My greatest concern is that I don’t fully understand how the Fit-function works. What do the default settings give me? And how can I change the defaults? And how can I extract information about the results 8succes) of the fit.

/Karin

brun · April 15, 2009, 7:30am

Where are the errors on your data points? without errors the fit is meaningless. By default teh fit will assume a statistical error being the sqrt(bin contents). Of course in your case this does not make any sense

Rene

karineklund · April 15, 2009, 12:42pm

If I set the error on the original histograms, will it propagate correctly to the ratio of them?

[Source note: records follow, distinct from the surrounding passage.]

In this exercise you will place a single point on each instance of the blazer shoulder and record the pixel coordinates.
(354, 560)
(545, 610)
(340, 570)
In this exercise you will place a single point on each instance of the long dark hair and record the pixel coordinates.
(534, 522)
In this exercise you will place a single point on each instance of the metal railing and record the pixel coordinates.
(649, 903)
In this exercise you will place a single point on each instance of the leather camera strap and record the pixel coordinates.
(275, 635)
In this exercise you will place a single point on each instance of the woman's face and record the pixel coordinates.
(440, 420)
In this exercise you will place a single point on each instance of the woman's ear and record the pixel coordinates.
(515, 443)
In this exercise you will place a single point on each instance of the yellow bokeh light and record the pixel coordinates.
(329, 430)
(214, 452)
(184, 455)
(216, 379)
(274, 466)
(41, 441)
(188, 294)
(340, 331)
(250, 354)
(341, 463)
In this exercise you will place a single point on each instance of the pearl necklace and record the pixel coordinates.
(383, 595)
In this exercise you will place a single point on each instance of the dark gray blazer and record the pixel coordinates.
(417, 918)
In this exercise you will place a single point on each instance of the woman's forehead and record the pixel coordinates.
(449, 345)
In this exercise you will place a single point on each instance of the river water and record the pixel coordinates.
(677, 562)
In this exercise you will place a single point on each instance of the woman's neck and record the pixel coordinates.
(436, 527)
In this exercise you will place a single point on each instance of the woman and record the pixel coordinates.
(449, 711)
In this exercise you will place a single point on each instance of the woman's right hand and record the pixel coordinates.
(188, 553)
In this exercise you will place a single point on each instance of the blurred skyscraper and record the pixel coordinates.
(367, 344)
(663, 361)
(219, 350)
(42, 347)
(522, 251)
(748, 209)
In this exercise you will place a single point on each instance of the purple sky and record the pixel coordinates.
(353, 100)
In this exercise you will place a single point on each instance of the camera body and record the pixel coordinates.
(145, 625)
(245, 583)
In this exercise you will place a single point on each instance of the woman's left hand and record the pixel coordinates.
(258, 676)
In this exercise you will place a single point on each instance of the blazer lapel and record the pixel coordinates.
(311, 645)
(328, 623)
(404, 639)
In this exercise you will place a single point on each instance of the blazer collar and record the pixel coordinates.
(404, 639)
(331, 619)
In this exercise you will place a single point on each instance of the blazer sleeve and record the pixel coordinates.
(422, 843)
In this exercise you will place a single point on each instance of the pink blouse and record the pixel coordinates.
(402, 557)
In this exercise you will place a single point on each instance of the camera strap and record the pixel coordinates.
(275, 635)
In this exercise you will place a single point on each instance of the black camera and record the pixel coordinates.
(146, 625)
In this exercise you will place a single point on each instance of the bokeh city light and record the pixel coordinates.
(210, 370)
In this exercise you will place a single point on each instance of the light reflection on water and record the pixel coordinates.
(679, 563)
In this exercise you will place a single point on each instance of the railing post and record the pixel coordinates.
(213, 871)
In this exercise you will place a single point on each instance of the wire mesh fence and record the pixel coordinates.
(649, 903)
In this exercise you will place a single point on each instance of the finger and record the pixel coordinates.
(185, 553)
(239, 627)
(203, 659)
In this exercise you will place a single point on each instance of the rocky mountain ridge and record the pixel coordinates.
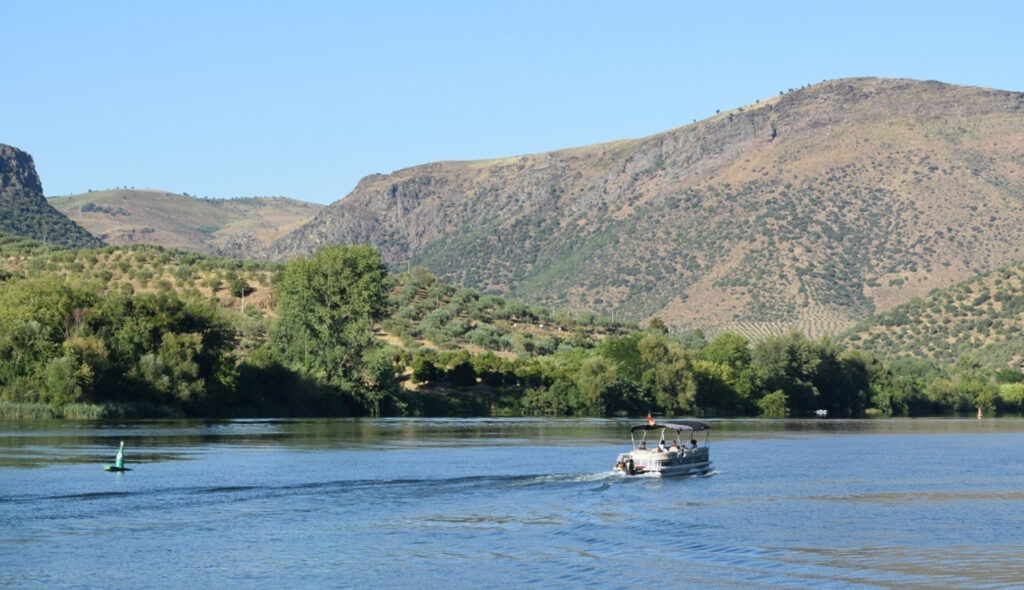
(808, 210)
(24, 210)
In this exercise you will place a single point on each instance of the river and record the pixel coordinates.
(502, 503)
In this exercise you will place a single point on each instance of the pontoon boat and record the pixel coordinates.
(678, 456)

Axel · April 15, 2009, 12:47pm

Hi,

yes. And the fit will “trust” the points depending on their uncertainties. So if you have a way to determine or at least model the original histograms’ uncertainties then that’s the way to go. If your histograms contain counts then the errors might be simply Poisson errors, and calling hist->Sumw2() before filling them would be sufficient.

Cheers, Axel.

karineklund · April 15, 2009, 2:37pm

How does this “trust” work? 1/error?

Axel · April 15, 2009, 3:26pm

Hi Karin,

what’s minimized is the sum of the (difference[i]/error[i])^2, where the difference is the difference of the point and the fit function’s value, summed over all points i.

Cheers, Axel.

karineklund · April 16, 2009, 5:00pm

Thanks for all help! I still have a few questions on the subject. What happends to the errors if I rebin my hisograms? I also still wonder how I can know how well the fit suits the data, can I extract som information about that?

/Karin

karineklund · April 17, 2009, 12:16pm

Hello again!

I have succeded quite well with the fit I asked about at first, thank you for all help with that!
Now I have another fit that I am confused over as well. The figure with data-points and fitted line is attached at the bottom. I do:

TF1 *f_fit = new TF1("f_fit","[0]+[1]*x"); TGraph *g_RFvsSF = new TGraph("RFvsSF_Varian4MV_20cm2.txt"); g_RFvsSF->Draw("AP"); g_RFvsSF->Fit("f_fit","WW",""); f_fit->Draw("L same");

And in the statistics-window I get the information (see also attached figure):

[quote]X2/ndf 0.02624 / 325
Prob 1
p0 0.9683±0.001208
p1 0.1345±0.003135[/quote]

However in the terminal I read:

[quote] **********
** 5 **MIGRAD 5000 0.000327

MIGRAD MINIMIZATION HAS CONVERGED.
MIGRAD WILL VERIFY CONVERGENCE AND ERROR MATRIX.
FCN=0.0262358 FROM MIGRAD STATUS=CONVERGED 31 CALLS 32 TOTAL
EDM=1.31347e-023 STRATEGY= 1 ERROR MATRIX ACCURATE
EXT PARAMETER STEP FIRST
NO. NAME VALUE ERROR SIZE DERIVATIVE
1 p0 9.68291e-001 1.34283e-001
2 p1 1.34482e-001 3.48373e-001
FCN=0.0262358 FROM MIGRAD STATUS=CONVERGED 31 CALLS 32 TOTAL
EDM=1.31347e-023 STRATEGY= 1 ERROR MATRIX ACCURATE
EXT PARAMETER STEP FIRST
NO. NAME VALUE ERROR SIZE DERIVATIVE
1 p0 9.68291e-001 1.34283e-001
2 p1 1.34482e-001 3.48373e-001[/quote]

What is the difference between the “error” in the output in the terminal window and the ± information in the statistics window? How should I interpret the information about the Chi-square?

NB, I have not set any errors on these points, I use the “WW” option in my fit.

Regards,
Karin

brun · April 17, 2009, 1:52pm

If you read the documentation of TGraph::Fit at root.cern.ch/root/html/TGraph.html#TGraph:Fit
you will find the following paragraph

3) When fitting a TGraph (ie no errors associated to each point), a correction is applied to the errors on the parameters with the following formula: errorp *= sqrt(chisquare/(ndf-1))

Rene

karineklund · April 21, 2009, 9:03am

Ah, Ok, I see. Thanks for pointing this out! Would you happen to have a link to a page explaining why this correction has to be applied? Once more, thanks for your help!